Lievito di tutto questo deve essere la partecipazione, la possibilità per i cittadini di acquisire maggiore potere all’interno della comunità, sia tramite un aumento delle informazioni necessarie a indirizzare scelte e decisioni sia attraverso l’acquisizione di maggior peso riguardo alle decisioni riguardanti la vita comunitaria.

In ambito sanitario comporta il maggiore coinvolgimento delle persone nelle decisioni che le riguardano, al di là del consenso informato, riconoscendo loro il diritto al coinvolgimento nella definizione e nell’attuazione dei trattamenti, la sollecitazione dei suggerimenti, anche critici, la facilitazione della formazione di gruppi di mutuo auto-aiuto tra pazienti e familiari, la redazione di linee guida e di descrizione delle condizioni patologiche e dei trattamenti destinate specificatamente agli utenti. Questo vale anche per gli operatori del sistema sanitario, prevedendo loro la attribuzione di maggiore responsabilità e di maggior autocontrollo.

  1. Disagio del mondo giovanile o disagio del mondo adulto?

Alcuni esempi:

Il bullismo non è il risultato di tolleranza sociale del mondo adulto, genitoriale in particolare?

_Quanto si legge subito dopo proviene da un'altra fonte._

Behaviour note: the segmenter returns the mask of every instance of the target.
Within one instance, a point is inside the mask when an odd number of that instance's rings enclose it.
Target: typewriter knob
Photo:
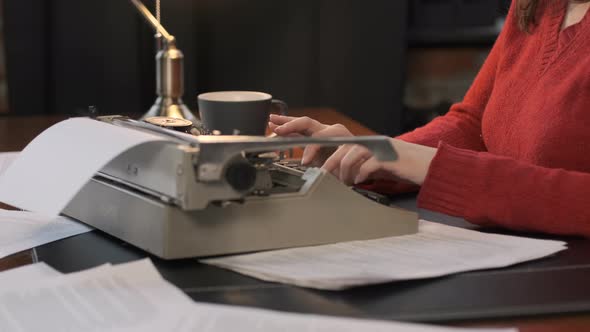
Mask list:
[[[252,189],[256,184],[256,167],[247,161],[237,161],[225,170],[225,180],[236,191],[244,192]]]

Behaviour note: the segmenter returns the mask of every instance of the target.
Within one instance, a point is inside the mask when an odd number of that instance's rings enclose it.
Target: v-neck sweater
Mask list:
[[[560,33],[567,1],[542,0],[526,33],[514,2],[464,100],[400,136],[438,146],[418,206],[479,225],[590,237],[590,13]]]

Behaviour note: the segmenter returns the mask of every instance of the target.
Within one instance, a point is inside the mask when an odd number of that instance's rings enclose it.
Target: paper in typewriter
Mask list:
[[[116,156],[164,140],[88,118],[62,121],[37,136],[0,175],[0,202],[57,215]]]
[[[564,249],[561,241],[486,234],[421,220],[412,235],[201,262],[267,281],[339,290],[505,267]]]
[[[67,217],[0,209],[0,258],[91,230]]]
[[[36,264],[0,273],[0,331],[516,331],[446,328],[195,303],[164,280],[149,260],[103,265],[69,275],[48,274],[48,269]],[[10,282],[16,276],[25,282]]]
[[[0,174],[18,157],[18,152],[0,152]]]

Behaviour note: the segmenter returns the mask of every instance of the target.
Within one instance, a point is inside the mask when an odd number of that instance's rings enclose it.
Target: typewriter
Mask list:
[[[164,259],[204,257],[412,234],[414,212],[382,204],[325,170],[277,151],[362,144],[394,160],[386,137],[191,135],[123,116],[166,144],[137,146],[98,172],[63,211]]]

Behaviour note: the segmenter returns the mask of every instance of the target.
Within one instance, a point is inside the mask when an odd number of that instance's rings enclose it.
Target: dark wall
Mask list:
[[[153,8],[153,0],[146,1]],[[11,112],[147,110],[153,33],[128,1],[5,1]],[[164,0],[185,54],[185,102],[261,90],[292,107],[327,106],[399,130],[406,1]]]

Chi ha consegnato la rete Web, strumento principale per l’efficacia dell’azione intimidatoria, nelle mani dei giovani?

Chi ha fatto del consumismo l’ambito principale di realizzazione della persona, la dimensione ottimale di soddisfazione, il metro di confronto e di affermazione sociale?

Il consumo problematico di sostanze tra i giovani non è la conseguenza di una vasta ed organizzata offerta da parte del mercato clandestino della droga, fonte di enormi profitti per associazioni criminali, divenuti parte integrante del tessuto finanziario ed economico di ogni società adulta?

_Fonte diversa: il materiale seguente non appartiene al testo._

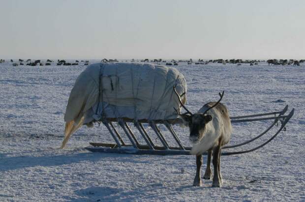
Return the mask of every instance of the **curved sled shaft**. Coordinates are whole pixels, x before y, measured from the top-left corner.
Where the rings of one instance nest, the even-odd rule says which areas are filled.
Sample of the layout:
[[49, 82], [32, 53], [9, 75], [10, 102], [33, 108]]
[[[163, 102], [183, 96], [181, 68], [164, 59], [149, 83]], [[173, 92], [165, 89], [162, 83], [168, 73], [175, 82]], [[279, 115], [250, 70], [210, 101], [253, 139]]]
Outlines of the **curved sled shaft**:
[[285, 108], [282, 110], [280, 111], [275, 111], [274, 112], [269, 112], [269, 113], [265, 113], [263, 114], [252, 114], [251, 115], [245, 115], [245, 116], [234, 116], [230, 117], [230, 119], [231, 119], [231, 121], [235, 119], [244, 119], [245, 118], [252, 118], [252, 117], [261, 117], [264, 116], [268, 116], [268, 115], [276, 115], [278, 114], [285, 114], [288, 109], [288, 105], [286, 105], [285, 106]]
[[[276, 123], [278, 122], [278, 121], [279, 120], [280, 118], [282, 118], [283, 117], [281, 117], [281, 116], [283, 115], [284, 114], [285, 114], [286, 113], [286, 112], [287, 111], [287, 110], [288, 109], [288, 105], [286, 105], [286, 106], [285, 107], [285, 108], [284, 108], [284, 109], [283, 109], [282, 111], [279, 112], [279, 114], [278, 115], [278, 116], [277, 116], [277, 117], [276, 117], [275, 118], [275, 120], [273, 124], [271, 125], [271, 126], [270, 126], [267, 129], [266, 129], [266, 130], [265, 130], [264, 132], [263, 132], [262, 133], [261, 133], [261, 134], [260, 134], [259, 135], [257, 136], [256, 137], [254, 137], [254, 138], [252, 138], [249, 140], [246, 141], [245, 142], [244, 142], [242, 143], [240, 143], [240, 144], [238, 144], [236, 145], [231, 145], [231, 146], [225, 146], [225, 147], [222, 147], [221, 149], [230, 149], [230, 148], [234, 148], [237, 147], [240, 147], [242, 146], [243, 145], [244, 145], [248, 143], [250, 143], [251, 142], [253, 142], [253, 141], [259, 138], [260, 137], [261, 137], [261, 136], [262, 136], [263, 135], [264, 135], [264, 134], [265, 134], [266, 133], [267, 133], [267, 132], [268, 131], [269, 131], [274, 126], [274, 125], [275, 124], [276, 124]], [[277, 112], [274, 112], [274, 113], [277, 113]], [[270, 114], [274, 114], [272, 113], [266, 113], [266, 114], [264, 114], [264, 115], [270, 115]], [[251, 116], [250, 116], [251, 115], [249, 116], [244, 116], [243, 117], [247, 117], [247, 118], [249, 118], [249, 117], [251, 117]], [[257, 116], [256, 115], [253, 115], [254, 116]], [[286, 117], [285, 117], [284, 118], [286, 118]]]
[[288, 121], [289, 121], [290, 118], [292, 117], [292, 116], [293, 116], [294, 113], [294, 109], [292, 109], [292, 110], [291, 110], [290, 113], [289, 113], [289, 114], [286, 117], [285, 119], [284, 119], [284, 120], [283, 121], [283, 122], [282, 123], [282, 124], [281, 124], [281, 126], [277, 130], [277, 131], [275, 133], [275, 134], [274, 134], [272, 137], [271, 137], [271, 138], [270, 138], [270, 139], [269, 139], [268, 140], [267, 140], [267, 141], [266, 141], [265, 143], [264, 143], [263, 144], [261, 144], [261, 145], [260, 145], [260, 146], [259, 146], [258, 147], [255, 147], [254, 148], [253, 148], [253, 149], [252, 149], [251, 150], [245, 150], [245, 151], [240, 151], [240, 152], [223, 152], [223, 153], [221, 153], [221, 155], [229, 155], [241, 154], [242, 153], [248, 153], [249, 152], [253, 152], [253, 151], [255, 151], [256, 150], [258, 150], [258, 149], [259, 149], [260, 148], [261, 148], [262, 147], [264, 147], [264, 146], [265, 146], [266, 145], [268, 144], [269, 142], [270, 142], [271, 141], [271, 140], [273, 140], [274, 139], [274, 137], [276, 137], [277, 134], [285, 127], [285, 126], [287, 123]]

Chi ha delegittimato socialmente e marginalizzato economicamente il lavoro manuale, oggetto per questo di vero e proprio disgusto e rifiuto da parte di intere fasce generazionali?

Il rischio di una fase maniacale tra depressione ed esaltazione:

Depressa la presa in carico per esaltare l’attività prestazionale, occasionale e contingente.

Depresso il coinvolgimento e l’inclusione per esaltare il tecnicismo farmacologico e terapeutico

Depressa l’accettazione per esaltare l’esclusione e la segregazione

Depresso il potenziamento e la qualificazione per esaltare il contenimento dei costi e la salvaguardia della disponibilità finanziaria

Una proposta:

Le subculture giovanili, non nel senso di inferiori ma subalterne a quelle dominanti, vanno (ri)conosciute, perché le forme diverse di ritualità le varie gerarchie valoriali, le nuove modalità comportamentali, vanno comprese e accettate, come espressioni legittime di un mondo che non è protagonista del proprio futuro.